D’un côté platement pragmatique, je voulais savoir si l’enseignement universitaire était compatible avec l’écriture de mon oeuvre. Je me suis donc demandé le truc le plus volumineux, le projet le plus cinglé que je ferai, je crois… C’est vraiment de l’ouvrage. Je voulais savoir si je pouvais faire cohabiter tout ça. Et j’ai été capable. Mais d’un point de vue purement littéraire, ce genre de projet ne peut pas être autre chose qu’une tentative d’épuisement. Je n’ai pas amené nécessairement beaucoup de nouveauté dans ce projet… Mais j’ai essayé de faire une synthèse des éléments que j’avais explorés dans mes romans précédents pour les maîtriser une fois pour toutes.

Une dernière question. Qui sont vos modèles, vos influences, ou alors quels auteurs admirez-vous le plus?

Il y en a beaucoup. Carver, Tchékhov, qui était l’une des principales influences de Carver, le premier à adopter une approche très démocratique, une oeuvre où on porte autant d’attention à ceux qui sont à cheval qu’à ceux qui tirent.

Même dans ses pièces de théâtre, c’est assez choral.

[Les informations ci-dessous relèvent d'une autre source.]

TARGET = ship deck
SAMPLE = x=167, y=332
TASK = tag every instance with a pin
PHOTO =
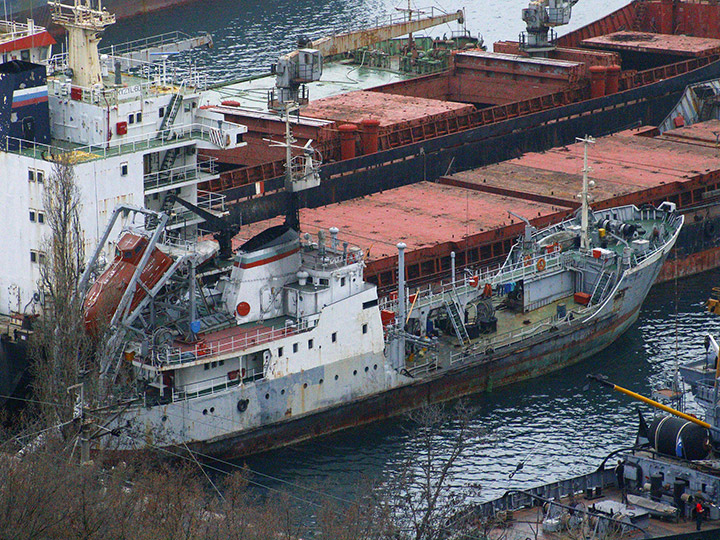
x=423, y=215
x=467, y=212
x=338, y=78
x=527, y=522
x=648, y=42
x=510, y=323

Tchékhov, c’est assez important pour moi. Il y a aussi Dostoïevski, qui a été retraduit par Markovicz, le Dostoïevski crotté.  Le Dostoïevski balzacien me faisait baîller, mais le Dostoïevski crotté je l’aime beaucoup. Je suis un grand admirateur de Roger Desroches, en poésie. Il a écrit deux romans, dont un qui s’intitule La jeune femme et la pornographie qui pour moi a été un game changer. Quand j’ai lu ce livre, il s’est passé quelque chose. Tout comme quand j’ai lu Histoires saintes, de Carole David, il s’est passé quelque chose. J’ai compris mon américanéité avec Carole David. J’ai compris mon rapport à la sexualité, toute la richesse narrative que la sexualité a apportée avec La jeune femme et la pornographie. Je suis tombé amoureux de la stylistique épurée en lisant Carole David, mais en lisant aussi Michaël Delisle. En particluier Dée, que j’ai relu au quatre fois pour tout comprendre. Il y avait si peu et il y en avait tellement. D’ailleurs, dans mon prochain roman je me suis fait le plaisir de créer un fils de Dée, avec l’autorisation de Michaël Delisle. Je me autorisé à prolonger des fictions qui ne sont pas les miennes, à les vampiriser, je ne sais pas. Je dois aussi nommer Roberto Bolano, surtout 2666, même si il est mort trop tôt. Assurément, c’est le premier grand roman du XXIe siècle. C’est fabuleux, ce roman-là. J’en suis à ma troisième lecture.